In other words, what Sebastian does is wrong, but his intentions might be relevant, and the journey he takes the audiences on is thrilling and thought-provoking.
“This was a risky mix of genres and styles, especially with all the visual formats and conventions, but Netflix, which was one of co-producers, gave us the greenlight to shoot on Alexa Mini even though it’s not technically the 4K requirement for their original content,” reminisces the DP.
“The idea was to offer a vivid, visceral experience. We based the whole DI, done with colourist Wiktor Sasim, on balancing some of the colour and brightness levels on the LUT we worked with during the pre-production. We didn’t retouch the old materials, we loved their distinctive unbalanced quality and the feeling of authenticity.”
Łuka started prepping the film in December 2019, although 30-day shoot did not take place until July and August 2020, between the first and the second wave of Covid-19, which meant the cinematographer was well-prepared. He considered his main task to be giving the actors, especially Bielenia, the space to explore the opportunities provided by the script. The interesting thing is that not a frame was shot in a traditional film studio set.

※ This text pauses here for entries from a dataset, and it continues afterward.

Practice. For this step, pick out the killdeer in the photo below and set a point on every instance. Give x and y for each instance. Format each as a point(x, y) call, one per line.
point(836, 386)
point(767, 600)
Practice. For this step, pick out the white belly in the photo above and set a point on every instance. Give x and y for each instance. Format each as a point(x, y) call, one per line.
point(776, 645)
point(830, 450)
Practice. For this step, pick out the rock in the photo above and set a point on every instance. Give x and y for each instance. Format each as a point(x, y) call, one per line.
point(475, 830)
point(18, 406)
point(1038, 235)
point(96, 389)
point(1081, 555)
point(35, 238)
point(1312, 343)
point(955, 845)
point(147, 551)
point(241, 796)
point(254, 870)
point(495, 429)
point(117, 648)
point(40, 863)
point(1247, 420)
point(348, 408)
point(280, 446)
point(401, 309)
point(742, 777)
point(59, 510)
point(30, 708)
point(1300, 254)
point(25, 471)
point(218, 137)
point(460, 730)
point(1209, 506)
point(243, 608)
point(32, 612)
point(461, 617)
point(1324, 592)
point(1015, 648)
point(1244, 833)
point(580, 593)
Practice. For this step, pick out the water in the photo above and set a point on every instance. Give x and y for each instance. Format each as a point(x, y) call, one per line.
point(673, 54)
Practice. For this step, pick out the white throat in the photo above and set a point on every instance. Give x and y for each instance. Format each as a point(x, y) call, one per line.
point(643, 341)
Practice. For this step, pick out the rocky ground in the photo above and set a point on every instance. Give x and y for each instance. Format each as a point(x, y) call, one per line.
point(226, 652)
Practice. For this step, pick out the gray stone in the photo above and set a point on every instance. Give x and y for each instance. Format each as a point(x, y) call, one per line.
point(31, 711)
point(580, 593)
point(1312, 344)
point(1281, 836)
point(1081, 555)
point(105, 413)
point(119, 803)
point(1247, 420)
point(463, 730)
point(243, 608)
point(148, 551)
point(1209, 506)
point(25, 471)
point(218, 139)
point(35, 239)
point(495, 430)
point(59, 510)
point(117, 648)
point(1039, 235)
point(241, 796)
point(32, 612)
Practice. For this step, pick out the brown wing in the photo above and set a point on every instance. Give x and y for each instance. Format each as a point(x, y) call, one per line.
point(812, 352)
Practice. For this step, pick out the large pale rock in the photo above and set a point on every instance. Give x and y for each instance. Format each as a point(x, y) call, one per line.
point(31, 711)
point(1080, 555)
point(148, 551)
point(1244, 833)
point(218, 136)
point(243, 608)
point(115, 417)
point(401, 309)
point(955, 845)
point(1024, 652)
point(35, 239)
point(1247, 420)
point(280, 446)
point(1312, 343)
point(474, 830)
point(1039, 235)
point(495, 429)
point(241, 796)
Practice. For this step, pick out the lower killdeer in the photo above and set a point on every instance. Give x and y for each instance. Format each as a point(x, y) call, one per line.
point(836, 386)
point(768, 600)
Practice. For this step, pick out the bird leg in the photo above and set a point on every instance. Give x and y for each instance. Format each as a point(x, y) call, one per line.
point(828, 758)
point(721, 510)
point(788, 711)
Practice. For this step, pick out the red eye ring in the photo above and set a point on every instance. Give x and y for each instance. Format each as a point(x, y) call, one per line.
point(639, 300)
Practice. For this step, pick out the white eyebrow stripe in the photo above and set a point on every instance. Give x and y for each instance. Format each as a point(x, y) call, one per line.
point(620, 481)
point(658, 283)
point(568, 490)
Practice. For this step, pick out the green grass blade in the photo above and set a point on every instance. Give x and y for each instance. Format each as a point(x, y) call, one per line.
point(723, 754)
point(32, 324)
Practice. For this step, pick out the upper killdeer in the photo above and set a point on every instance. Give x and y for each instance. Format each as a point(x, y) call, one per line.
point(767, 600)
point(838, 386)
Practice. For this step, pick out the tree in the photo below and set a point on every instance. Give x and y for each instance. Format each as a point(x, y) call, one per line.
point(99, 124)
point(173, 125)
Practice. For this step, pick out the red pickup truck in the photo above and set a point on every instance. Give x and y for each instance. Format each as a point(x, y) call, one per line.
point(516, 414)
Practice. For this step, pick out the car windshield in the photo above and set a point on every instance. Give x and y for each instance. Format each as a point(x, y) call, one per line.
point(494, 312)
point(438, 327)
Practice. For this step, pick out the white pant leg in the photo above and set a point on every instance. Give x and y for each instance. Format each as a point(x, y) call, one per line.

“Everything was done on location, on a real television floor and in the control room of Polish Television’s Kraków branch,” Łuka reveals. “In the room, we put camera-friendly wall panels and erected an additional window to counter the lack of removable walls and enhance its visual spatiality, but the rest stayed as it was, though we obviously lit it with our equipment.”
“In the control room, we had LED tubes for the blueish screen light, and compact lights such as Rosco SL1 and Mini Mix,” reminisces Łuka. “For some scenes on the floor, we used the existing broadcast cameras and lamps pre-rigged under the ceiling and enhanced them using our lights. The idea was to be as authentic, but as cinematic, as possible. I also used a mix of gels to get this dirty yellow-greenish colour cast. The result is a feeling of uneasiness and the growing desire to get out of there.”
Prime Time is therefore an amalgam of looks that perfectly complement the story about the clash of different worlds and worldviews.
“I treated Sebastian as a character who could be thought-provoking only when he is authentic. Not a rebel-without-a-cause type, but a human being who decided to act of out the emotional confusion in his life,” offers Łuka.
“I don’t know what the future holds, but I am certain I want to participate in projects that require some effort out of me, be it a hybrid animated war drama shot on greenscreen or a romantic comedy. I have never shot one of those, but if the script is right, why not? I believe I have much to give to directors of various genres.”